Die Vogtei über die Bergheimer Grundherrschaft übten seit dem 13. Jahrhundert die Grafen von Jülich aus. Sie bauten hier eine Burg. Aus der Burgsiedlung entwickelte sich Bergheim. Bergheim erhielt um 1300 Stadtrechte. Die Fernstraße Köln–Aachen wurde direkt durch die Innenstadt verlegt. Im Mittelalter war Bergheim Zoll- und Münzstätte der Herzöge von Jülich sowie Marktort.
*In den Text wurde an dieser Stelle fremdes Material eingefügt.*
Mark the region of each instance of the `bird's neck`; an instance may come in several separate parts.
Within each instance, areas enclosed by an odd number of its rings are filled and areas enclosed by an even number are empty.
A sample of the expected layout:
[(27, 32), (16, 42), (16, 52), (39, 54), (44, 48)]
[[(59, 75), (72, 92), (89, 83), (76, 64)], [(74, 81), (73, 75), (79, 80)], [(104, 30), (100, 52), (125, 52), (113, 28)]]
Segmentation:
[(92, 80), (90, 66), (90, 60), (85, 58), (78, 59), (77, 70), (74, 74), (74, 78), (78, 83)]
Die Stadt Bergheim war im Mittelalter von zwei Stadttoren und einer Mauer gesichert. Von den Anlagen sind noch heute das Aachener Tor sowie Teile der Mauer mit Türmen erhalten.

Eine Quittung von Herzog Gerhard von Jülich-Berg für seinen Landrentmeister zu Jülich aus dem Jahr 1440 belegt, dass es in jenem Jahr in Bergheim zu einem Treffen des Herzogs mit dem Erzbischof von Köln, Dietrich II. von Moers, und dem Grafen Friedrich IV. von Moers kam.[2] Auch Gerhards Sohn Herzog Wilhelm von Jülich-Berg besuchte Bergheim. Am 27. Juni 1492 stellte er hier eine Urkunde aus, in der er sich bei Graf Vincenz von Moers darüber beschwerte, dass einer von Wilhelms Dienern beim Zoll bekümmert worden sei.[3] Mit Vincenz Nachfolger, dem Grafen Wilhelm II. von Wied-Runkel-Moers, wiederum verabredete Herzog Wilhelm von Jülich-Berg für den 17. August 1494 eine Tagfahrt zu Bergheim zur Erledigung von Mißhelligkeiten.[4] Bergheim scheint zu jener Zeit ein bevorzugter Ort für Konsultationen der Herzöge von Jülich-Berg gewesen zu sein.

Nördlich neben der befestigten Stadt lag entlang eines der Erftgräben der Kirchort Bergheimerdorf, der eine eigene Grundherrschaft bildete. Das Besetzungsrecht der Kirche hatte der Abt von Kornelimünster.